Au 22 octobre, sur une population cible régionale de 978 469 personnes âgées de 18 ans et plus, seules 12 892 avaient reçu une première dose, tous vaccins confondus. Et sur 4 880 doses de vaccins AstraZeneca arrivés à péremption dans le pays, la région arrive en tête avec le plus haut taux de perte, soit 39,9 %.
Car la défiance s’est répandue dans tous les segments de la société. Kelly, 28 ans, vendeuse dans une boutique de produits alimentaires à Buea, dans la région Sud-Ouest, lit divers échanges dans le groupe WhatsApp familial : « Le Covid-19 rend stérile, tue, fait gonfler les testicules des hommes, détruit des organes du corps, rend fragile à vie… »
« Je ne peux pas accepter ce truc dans mon corps »
Elle interrompt sa litanie pour montrer des photos de Nicki Minaj, la chanteuse américaine aux millions d’abonnés sur les réseaux sociaux. « Elle-même, assure Kelly, est contre le vaccin. Jamais je ne me vaccinerai. Je ne veux pas mourir ou devenir stérile », jure-t-elle.
Au marché Nkoulouloun à Douala, il suffit d’évoquer le sujet pour attirer une foule d’antivax brocardant un vaccin fabriqué « trop tôt et pas efficace » alors que, depuis des années, « le sida et le paludisme nous tuent et les Blancs ne créent pas de vaccins ».
Moïse, commerçant de sacs à dos de seconde main, estime que l’épidémie est un vaste mensonge. « Ils ont dit que le coronavirus allait tuer beaucoup d’Africains, mais rien ne s’est passé, dit-il. Regardez ce marché, même quand on interdisait les rassemblements de plus de cinquante personnes, on se serrait comme dans une boîte de sardine ici. »
Près de lui, Delphine, vendeuse de vêtements pour enfants opine du chef. Ses enfants en Allemagne l’ont suppliée en vain de venir faire son contrôle de santé annuel. Elle ne veut pas se faire vacciner. « Je ne peux pas accepter ce truc dans mon corps. Je suis déjà hypertendue et si je le prends, je mourrai », croit cette sexagénaire qui a pourtant contracté le Covid-19 il y a quelques mois. Ses enfants ont beau lui dire que le vaccin la protégera davantage, elle refuse « catégoriquement ».

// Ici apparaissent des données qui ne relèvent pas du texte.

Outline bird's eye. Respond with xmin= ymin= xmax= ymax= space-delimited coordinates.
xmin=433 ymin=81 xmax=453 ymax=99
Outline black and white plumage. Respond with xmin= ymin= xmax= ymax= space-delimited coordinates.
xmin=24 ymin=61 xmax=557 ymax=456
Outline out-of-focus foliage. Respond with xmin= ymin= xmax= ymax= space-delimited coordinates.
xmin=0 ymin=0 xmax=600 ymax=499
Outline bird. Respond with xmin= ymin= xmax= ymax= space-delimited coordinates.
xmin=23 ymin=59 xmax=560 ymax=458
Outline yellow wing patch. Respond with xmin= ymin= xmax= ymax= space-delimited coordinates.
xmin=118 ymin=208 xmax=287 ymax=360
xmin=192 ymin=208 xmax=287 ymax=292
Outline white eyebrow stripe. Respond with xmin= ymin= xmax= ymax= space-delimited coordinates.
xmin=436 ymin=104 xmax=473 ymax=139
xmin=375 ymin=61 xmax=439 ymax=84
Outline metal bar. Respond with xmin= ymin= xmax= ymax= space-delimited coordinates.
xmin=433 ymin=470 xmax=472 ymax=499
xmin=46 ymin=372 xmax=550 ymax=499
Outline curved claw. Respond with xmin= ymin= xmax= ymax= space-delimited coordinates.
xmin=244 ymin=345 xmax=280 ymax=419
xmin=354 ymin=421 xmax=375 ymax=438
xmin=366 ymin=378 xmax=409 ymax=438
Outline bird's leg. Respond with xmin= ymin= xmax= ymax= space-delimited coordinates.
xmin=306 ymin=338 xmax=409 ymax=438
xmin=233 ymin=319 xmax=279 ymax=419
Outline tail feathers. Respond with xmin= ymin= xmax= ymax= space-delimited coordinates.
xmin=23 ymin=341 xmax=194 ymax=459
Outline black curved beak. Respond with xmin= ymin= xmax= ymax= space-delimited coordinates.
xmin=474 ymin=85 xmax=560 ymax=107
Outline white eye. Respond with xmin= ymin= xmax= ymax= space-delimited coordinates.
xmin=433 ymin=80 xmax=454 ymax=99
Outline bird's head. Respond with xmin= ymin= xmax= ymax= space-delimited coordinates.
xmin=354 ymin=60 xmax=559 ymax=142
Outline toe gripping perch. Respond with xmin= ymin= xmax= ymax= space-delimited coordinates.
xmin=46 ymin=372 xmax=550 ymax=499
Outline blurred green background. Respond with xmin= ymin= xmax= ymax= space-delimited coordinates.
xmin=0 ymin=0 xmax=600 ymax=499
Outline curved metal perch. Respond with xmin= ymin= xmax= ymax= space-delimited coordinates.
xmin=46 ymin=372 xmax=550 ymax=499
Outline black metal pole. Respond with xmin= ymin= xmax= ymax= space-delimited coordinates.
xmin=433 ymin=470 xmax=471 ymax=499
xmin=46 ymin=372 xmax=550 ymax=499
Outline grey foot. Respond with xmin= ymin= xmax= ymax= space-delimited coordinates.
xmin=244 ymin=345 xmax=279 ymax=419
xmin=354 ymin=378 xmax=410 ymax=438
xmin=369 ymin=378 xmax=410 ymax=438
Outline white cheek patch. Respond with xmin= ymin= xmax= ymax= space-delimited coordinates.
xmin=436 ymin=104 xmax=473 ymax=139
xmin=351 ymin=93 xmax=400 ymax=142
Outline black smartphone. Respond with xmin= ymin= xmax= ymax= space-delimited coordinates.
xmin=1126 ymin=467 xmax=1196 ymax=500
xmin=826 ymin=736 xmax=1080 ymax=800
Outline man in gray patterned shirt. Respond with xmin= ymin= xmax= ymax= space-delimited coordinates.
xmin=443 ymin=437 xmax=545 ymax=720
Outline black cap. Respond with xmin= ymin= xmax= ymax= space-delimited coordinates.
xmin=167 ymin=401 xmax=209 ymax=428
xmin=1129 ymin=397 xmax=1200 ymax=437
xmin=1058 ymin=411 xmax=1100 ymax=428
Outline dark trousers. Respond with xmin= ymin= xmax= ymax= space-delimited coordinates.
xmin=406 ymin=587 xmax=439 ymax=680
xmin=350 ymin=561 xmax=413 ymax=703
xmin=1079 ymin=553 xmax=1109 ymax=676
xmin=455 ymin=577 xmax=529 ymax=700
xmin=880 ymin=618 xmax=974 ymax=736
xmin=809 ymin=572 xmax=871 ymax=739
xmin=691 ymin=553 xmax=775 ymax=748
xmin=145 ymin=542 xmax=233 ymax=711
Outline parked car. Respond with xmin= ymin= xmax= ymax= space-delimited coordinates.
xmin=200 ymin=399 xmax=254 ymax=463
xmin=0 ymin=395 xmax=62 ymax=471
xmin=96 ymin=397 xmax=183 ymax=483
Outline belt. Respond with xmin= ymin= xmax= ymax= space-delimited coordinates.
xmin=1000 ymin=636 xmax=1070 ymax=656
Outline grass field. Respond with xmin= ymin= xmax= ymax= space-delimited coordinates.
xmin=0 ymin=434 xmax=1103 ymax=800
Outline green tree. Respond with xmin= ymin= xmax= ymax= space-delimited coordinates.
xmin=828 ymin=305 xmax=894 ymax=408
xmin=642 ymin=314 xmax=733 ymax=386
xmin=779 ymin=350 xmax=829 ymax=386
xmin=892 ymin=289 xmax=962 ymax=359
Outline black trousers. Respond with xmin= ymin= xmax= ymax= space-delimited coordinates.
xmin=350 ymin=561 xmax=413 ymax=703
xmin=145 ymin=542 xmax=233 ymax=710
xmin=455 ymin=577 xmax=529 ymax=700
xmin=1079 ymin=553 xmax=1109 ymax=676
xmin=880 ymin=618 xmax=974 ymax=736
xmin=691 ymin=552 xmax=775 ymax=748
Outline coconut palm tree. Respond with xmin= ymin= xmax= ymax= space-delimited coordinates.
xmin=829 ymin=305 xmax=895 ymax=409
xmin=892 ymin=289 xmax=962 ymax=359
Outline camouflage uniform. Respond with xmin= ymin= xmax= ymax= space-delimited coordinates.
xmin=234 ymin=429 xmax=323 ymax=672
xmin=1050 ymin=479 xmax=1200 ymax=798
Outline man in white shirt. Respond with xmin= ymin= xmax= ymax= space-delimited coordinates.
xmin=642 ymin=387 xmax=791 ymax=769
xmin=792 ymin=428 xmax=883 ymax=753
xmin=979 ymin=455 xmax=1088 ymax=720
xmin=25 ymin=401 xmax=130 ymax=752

A deux mois de la Coupe d’Afrique des nations
Selon le professeur Yap Boum, représentant régional d’Epicentre, la branche Recherche et épidémiologie de Médecins sans frontières (MSF), « les populations tirent leur information principalement des réseaux sociaux où certains professionnels de santé diffusent des informations contradictoires vis-à-vis des vaccins. De ce fait, il y a une hésitation que la communication gouvernementale peine à contrer ».
Le Cameroun, pense-t-il, devrait déployer « une communication plus agressive », mobilisant des personnalités connues afin que l’information arrive « à tous les niveaux de la société ». A l’occasion des campagnes de vaccination intensives – la prochaine est prévue du 17 au 21 novembre –, « il faudra aussi aller au contact des populations avec des vaccinodromes, mais aussi des équipes mobiles capables d’assurer la sensibilisation, le dépistage, la vaccination des personnes testées négatives et la prise en charge de celles testées positives », poursuit Yap Boum.
En attendant, le pays fait face à une rupture des vaccins AstraZeneca, ce qui affecte de nombreux vaccinés ayant déjà reçu la première dose. Dans un centre, un directeur fait défiler sur son ordinateur les chiffres : sur plus de 270 personnes éligibles, seules 4 ont reçu la seconde dose. Contacté, le ministère de la santé n’a pas donné suite.
A deux mois de la Coupe d’Afrique des nations (CAN) qui doit se tenir au Cameroun, la faible couverture vaccinale inquiète. D’autant plus que la résistance à l’injection prend de l’ampleur. Certains services publics ont tenté de rendre la vaccination obligatoire.
Face à la levée de boucliers des fonctionnaires, de l’ordre des avocats et des syndicats, Joseph Le, le ministre de la fonction publique et de la reforme administrative, a dû préciser qu’il n’avait « jamais été question d’obliger les personnels de l’Etat à se faire vacciner ». Néanmoins, selon Yap Boum, dans le cadre de la CAN, « un passe sanitaire est en cours de finalisation au Cameroun (…). Le dépistage massif et la vaccination seront les deux composantes ».